Ia mengutarakan bahwa setiap pengawas akan melakukan seluruh tahapan di TPS, dari pemungutan hingga penghitungan selesai dan direkap.

Menahen menekankan tugas pengawas TPS sangat penting karena ikut menentukan keberhasilan pelaksanaan Pilkada tahun 2020. Seluruh personel pengawas diminta bekerja profesional serta mengedepankan integritas dan netralitas sebagai penyelenggara.
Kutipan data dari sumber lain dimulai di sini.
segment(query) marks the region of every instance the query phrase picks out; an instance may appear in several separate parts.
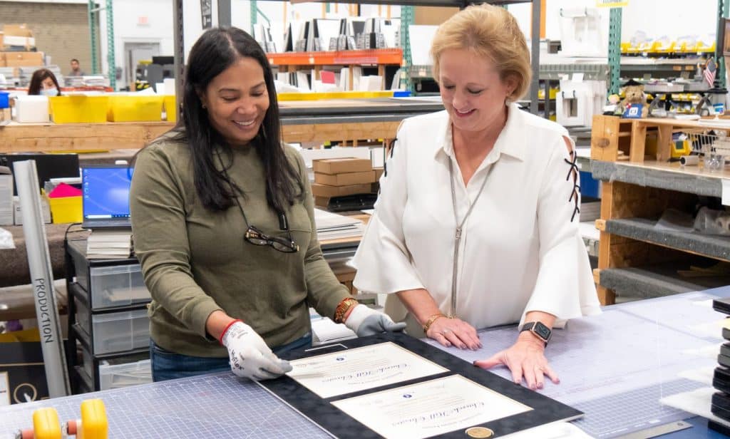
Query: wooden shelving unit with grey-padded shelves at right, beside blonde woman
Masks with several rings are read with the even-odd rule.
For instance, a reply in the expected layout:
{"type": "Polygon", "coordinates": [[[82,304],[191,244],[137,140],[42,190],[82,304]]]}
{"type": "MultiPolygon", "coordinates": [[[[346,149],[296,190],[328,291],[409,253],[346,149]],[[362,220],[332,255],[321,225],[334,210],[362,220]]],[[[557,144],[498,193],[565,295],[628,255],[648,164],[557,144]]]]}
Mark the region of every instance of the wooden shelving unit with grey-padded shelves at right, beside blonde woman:
{"type": "Polygon", "coordinates": [[[591,168],[593,178],[603,182],[594,278],[603,304],[614,303],[617,292],[654,297],[730,282],[728,266],[718,265],[730,262],[730,236],[656,226],[667,209],[692,214],[706,198],[721,198],[723,181],[730,179],[730,171],[666,161],[671,133],[699,127],[713,128],[680,120],[593,117],[591,168]],[[658,139],[656,149],[646,146],[648,132],[658,139]],[[629,161],[619,160],[619,151],[629,161]]]}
"Boleh jadi dari 120 petugas pengawasan ini ada yang memiliki hubungan keluarga dan kekerabatan dengan pasangan calon yang maju dalam Pilkada Teluk Wondama 2020. Disinilah dibutuhkan netralitas serta profesionalitas mereka," katanya.

Menurutnya integritas dan netralitas sangat menentukan baik dan tidaknya pilkada nanti. Peran pengawas cukup besar dalam mengawal pesta demokrasi di daerah ini

Sebanyak 120 petugas Pengawas Tempat Pemungutan Suara (PTPS) Pilkada Kabupaten Teluk Wondama tahun 2020 itu dilantik pada Senin (16/11). Pelantikan dilakukan oleh 13 Ketua Panwas Distrik se-Kabupaten Teluk Wondama.

Mereka akan bertugas mengawasi proses pungut hitung pada 120 TPS di pada 9 Desember nanti.

Selain mengucapkan sumpah janji, para PTPS juga menandatangani pakta integritas sebagai bentuk komitmen mereka untuk bekerja secara profesional dengan menjunjung tinggi prinsip independensi dan netralitas.